None of us shaped the world we were born into: not us, not our parents, not our grandparents before them. We arrived unceremoniously into an arrangement already in motion, its borders long drawn, its hierarchies long settled, both its true and false stories already authored and assigned. The language through which we think, the values we unconsciously treat as natural, the institutions we navigate without pausing to question their foundations – none of it was chosen by us. All of it was inherited, adopted, and absorbed as though it were the texture of reality itself. The most stubborn and corrosive illusions of human life is this assumption: that because this is the world we found, it must therefore be the world that simply is, that its present configuration is natural and its permanence is therefore inevitable.
However, it was never natural, and it was never inevitable.
As comfortable as such an illusion might feel, it is not accidental. It is carefully manufactured and vigilantly maintained by those who profit most from the present arrangement: the powerful who confuse the inheritance with right, the ideologically accommodating who have made their peace with familiarity and framed their surrender as “wisdom”, and those whose fear of change runs so deep that they have learned to dress it in the respectable apparel of “tradition” and “caution.” These are the self-appointed guardians of a world they didn’t build and can’t coherently justify, and their most reliable instrument of control has always been the persuasion that no meaningful alternative has ever been possible, that those who imagine otherwise are naïve at best and dangerous at worst – and yet every world that has ever existed was built by people who once stood right where we are now: inheriting an arrangement they didn’t choose, and deciding (consciously or otherwise) what to do with what they found.

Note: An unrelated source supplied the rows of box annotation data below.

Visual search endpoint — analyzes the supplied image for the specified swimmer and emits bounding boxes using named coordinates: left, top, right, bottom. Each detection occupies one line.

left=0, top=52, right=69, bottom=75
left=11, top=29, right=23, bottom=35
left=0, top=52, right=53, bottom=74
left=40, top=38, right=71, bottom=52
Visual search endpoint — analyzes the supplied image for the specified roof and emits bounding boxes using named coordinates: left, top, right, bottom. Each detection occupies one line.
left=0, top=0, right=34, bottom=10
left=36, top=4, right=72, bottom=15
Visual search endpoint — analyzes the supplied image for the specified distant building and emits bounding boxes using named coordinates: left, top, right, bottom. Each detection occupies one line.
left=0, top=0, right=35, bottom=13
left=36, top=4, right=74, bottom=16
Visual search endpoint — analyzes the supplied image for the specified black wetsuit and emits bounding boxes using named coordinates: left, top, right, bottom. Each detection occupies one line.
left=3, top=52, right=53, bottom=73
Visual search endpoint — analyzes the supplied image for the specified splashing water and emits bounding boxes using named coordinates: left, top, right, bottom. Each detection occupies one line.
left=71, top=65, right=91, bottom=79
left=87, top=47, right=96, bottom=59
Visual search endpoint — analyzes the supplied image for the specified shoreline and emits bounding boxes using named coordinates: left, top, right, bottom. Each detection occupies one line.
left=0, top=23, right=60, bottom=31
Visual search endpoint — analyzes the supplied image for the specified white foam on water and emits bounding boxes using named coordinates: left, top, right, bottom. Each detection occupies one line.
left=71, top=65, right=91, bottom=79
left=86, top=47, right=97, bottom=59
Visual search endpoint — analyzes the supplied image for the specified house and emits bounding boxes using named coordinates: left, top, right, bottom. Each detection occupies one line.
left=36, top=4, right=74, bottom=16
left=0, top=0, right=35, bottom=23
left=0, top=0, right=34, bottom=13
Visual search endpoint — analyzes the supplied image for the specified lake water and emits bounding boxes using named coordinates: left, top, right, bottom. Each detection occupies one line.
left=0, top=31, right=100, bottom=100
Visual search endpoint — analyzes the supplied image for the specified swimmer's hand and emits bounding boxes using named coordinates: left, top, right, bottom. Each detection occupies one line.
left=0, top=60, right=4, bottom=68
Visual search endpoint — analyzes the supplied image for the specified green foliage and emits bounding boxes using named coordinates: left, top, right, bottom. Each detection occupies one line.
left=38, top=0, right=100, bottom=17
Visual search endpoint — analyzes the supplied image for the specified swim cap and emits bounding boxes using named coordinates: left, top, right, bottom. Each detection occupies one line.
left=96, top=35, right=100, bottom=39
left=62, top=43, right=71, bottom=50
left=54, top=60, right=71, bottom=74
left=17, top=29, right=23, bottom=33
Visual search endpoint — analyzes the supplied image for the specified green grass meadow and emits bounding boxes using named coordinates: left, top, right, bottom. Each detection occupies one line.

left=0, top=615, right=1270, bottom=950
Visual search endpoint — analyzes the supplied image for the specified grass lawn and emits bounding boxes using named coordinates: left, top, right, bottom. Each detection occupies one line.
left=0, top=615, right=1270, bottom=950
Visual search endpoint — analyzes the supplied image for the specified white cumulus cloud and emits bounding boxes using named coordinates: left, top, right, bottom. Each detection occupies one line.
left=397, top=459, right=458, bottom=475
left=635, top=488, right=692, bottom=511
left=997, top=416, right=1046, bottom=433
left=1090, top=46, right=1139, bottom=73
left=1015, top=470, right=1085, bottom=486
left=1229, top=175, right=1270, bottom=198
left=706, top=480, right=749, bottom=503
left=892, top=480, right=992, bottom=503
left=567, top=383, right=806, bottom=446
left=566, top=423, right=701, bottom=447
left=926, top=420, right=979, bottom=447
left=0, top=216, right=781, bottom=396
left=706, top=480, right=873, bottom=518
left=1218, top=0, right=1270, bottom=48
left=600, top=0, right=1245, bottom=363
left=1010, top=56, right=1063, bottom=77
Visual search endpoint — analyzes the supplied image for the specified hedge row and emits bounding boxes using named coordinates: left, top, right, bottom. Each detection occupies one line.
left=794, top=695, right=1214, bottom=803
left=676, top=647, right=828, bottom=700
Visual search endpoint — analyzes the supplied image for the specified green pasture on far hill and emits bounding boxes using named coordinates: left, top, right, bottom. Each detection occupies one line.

This is why the study of history goes far beyond mere intellectual indulgence. Through the final revelation, God presents us with a series of living historical case studies as active evidence that the world has always been in the process of being made and remade by human hands under His sovereignty – whether they acknowledge it or not. These accounts open us to civilisations unlike our own, communities that organised themselves around covenantal obligations rather than ethnic allegiances, economies structured on principles of circulation rather than accumulation, legal cultures whose legitimacy derived not from the coercion of the state but from a shared moral accountability before the Lord of the cosmos. Some of those worlds endured a generation and others persisted across a millennium. None of them lasted forever, because nothing does, but every order carries within it both its beginning and the conditions of its ending.
What history insistently teaches is that the arrangement we currently inhabit is contingent. It was assembled through human choices made under specific pressures at particular moments in time, and what human choices have assembled, human choices can also dismantle and rebuild. The sheer diversity of how people across the centuries have loved, traded, governed themselves, mourned their dead, and understood the nature of existence should stoutly dissolve any assumption that what we have today represents the only possible configuration of human life and society. To believe otherwise is not, as its proponents like to suggest, a form of conservatism. It is complete surrender of the intellect.
Now, if this is true of the material world then it is all the more true of what we have come to call “religion.” We didn’t choose our beliefs, however pristine or ancient one might imagine them to be. They were, more precisely, chosen for us and shaped around us by forces with interests of their own, and those interests definitely weren’t aligned with our freedom or our flourishing.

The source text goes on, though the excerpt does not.